- By Laura RozenLaura Rozen writes The Cable daily at ForeignPolicy.com.
As U.S. President Barack Obama and his delegation touch down in Accra, Ghana, tomorrow, Secretary of State Hillary Clinton will unveil a major new development initiative at a State Department "town hall" meeting.
Clinton will announce the launch of a new "Quadrennial Diplomacy and Development Review" to be headed up by Deputy Secretary of State Jacob "Jack" Lew and Policy Planning chief Anne-Marie Slaughter. Slaughter and Lew will brief the press on the planned QDDR later Friday afternoon.
The planned QDDR, as its acronym suggests, is modeled on the Pentagon’s Quadrennial Defense Review — the major shaping document for U.S. defense policy currently being spearheaded by Under Secretary of Defense for Policy Michèle Flournoy and a team of roughly 100 people.
The QDDR "accomplishes two goals," a State Department official told The Cable on background. It "moves our present planning from [a] year-to-year, annual appropriations-driven process. And it lashes up our two pillars, diplomacy and development," which are currently "separated by two appropriations processes and separate bureaucracies."
"It makes eminent sense!" the official added.
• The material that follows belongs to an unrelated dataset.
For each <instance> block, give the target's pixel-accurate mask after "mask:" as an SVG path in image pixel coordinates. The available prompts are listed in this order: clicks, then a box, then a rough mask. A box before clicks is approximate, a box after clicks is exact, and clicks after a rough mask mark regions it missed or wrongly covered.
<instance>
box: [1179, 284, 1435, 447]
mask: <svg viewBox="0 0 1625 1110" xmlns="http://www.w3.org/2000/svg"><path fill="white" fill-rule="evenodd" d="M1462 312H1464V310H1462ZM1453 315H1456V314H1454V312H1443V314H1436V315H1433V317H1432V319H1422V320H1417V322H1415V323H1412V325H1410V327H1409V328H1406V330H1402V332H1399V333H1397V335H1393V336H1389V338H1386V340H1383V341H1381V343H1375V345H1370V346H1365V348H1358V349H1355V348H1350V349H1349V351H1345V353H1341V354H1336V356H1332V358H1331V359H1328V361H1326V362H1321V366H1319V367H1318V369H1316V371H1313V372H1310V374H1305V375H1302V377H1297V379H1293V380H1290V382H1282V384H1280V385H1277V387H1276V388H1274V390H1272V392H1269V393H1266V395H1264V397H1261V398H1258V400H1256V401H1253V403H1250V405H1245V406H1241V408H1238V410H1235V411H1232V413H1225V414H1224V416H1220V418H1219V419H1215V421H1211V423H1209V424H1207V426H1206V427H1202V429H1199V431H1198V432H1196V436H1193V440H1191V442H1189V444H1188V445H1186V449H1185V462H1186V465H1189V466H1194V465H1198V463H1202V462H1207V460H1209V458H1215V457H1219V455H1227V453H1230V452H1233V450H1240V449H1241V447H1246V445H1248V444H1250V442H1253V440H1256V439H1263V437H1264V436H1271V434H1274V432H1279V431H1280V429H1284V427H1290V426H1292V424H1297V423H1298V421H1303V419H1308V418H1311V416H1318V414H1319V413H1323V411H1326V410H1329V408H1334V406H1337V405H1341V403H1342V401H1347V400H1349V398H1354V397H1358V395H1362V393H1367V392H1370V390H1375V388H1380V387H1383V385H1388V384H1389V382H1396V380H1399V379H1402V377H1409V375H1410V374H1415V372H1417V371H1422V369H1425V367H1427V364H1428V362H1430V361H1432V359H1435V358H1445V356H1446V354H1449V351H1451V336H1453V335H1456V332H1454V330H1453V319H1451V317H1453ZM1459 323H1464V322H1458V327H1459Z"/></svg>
"The key question among development watchers is that, considering that development is broader than just assistance, any sort of consideration of coherent policy towards countries needs to take into account trade, in addition to aid," one Washington development expert said on condition of anonymity. "The question is whether … the QDDR will be a planning tool for the State Department … or will it really extend beyond to be a more comprehensive tool."
The development specialist said he had also heard that there may be an accompanying Presidential Study Directive on development and democracy issues, which couldn’t immediately be confirmed. The National Security Council’s senior director for relief, stabilization, and development issues is Gayle Smith, a former Clinton-era NSC Africa hand and senior fellow at the Center for American Progress who advised the Obama campaign on development and democracy issues.
The theme of development and democracy will be a key focus of Obama’s trip to Ghana, NSC officials said in advance of the trip.
The idea for requiring the administration to provide a strategy for U.S. foreign assistance was introduced in legislation in April by Rep. Howard Berman (D-CA), the chairman of the House Foreign Affairs Committee. He plans to introduce legislation in the fall that would completely overhaul the U.S. Foreign Assistance Act of 1961.
Next week, Clinton is scheduled to make a related speech at the U.S. Agency for International Development. Paul Farmer of the NGO Partners in Health is a leading candidate for the USAID administrator job, an official told The Cable on condition of anonymity this week, and is undergoing the vetting process. An official with Partners in Health told The Cable Thursday that Farmer is a candidate, but did not confirm he is the leading candidate.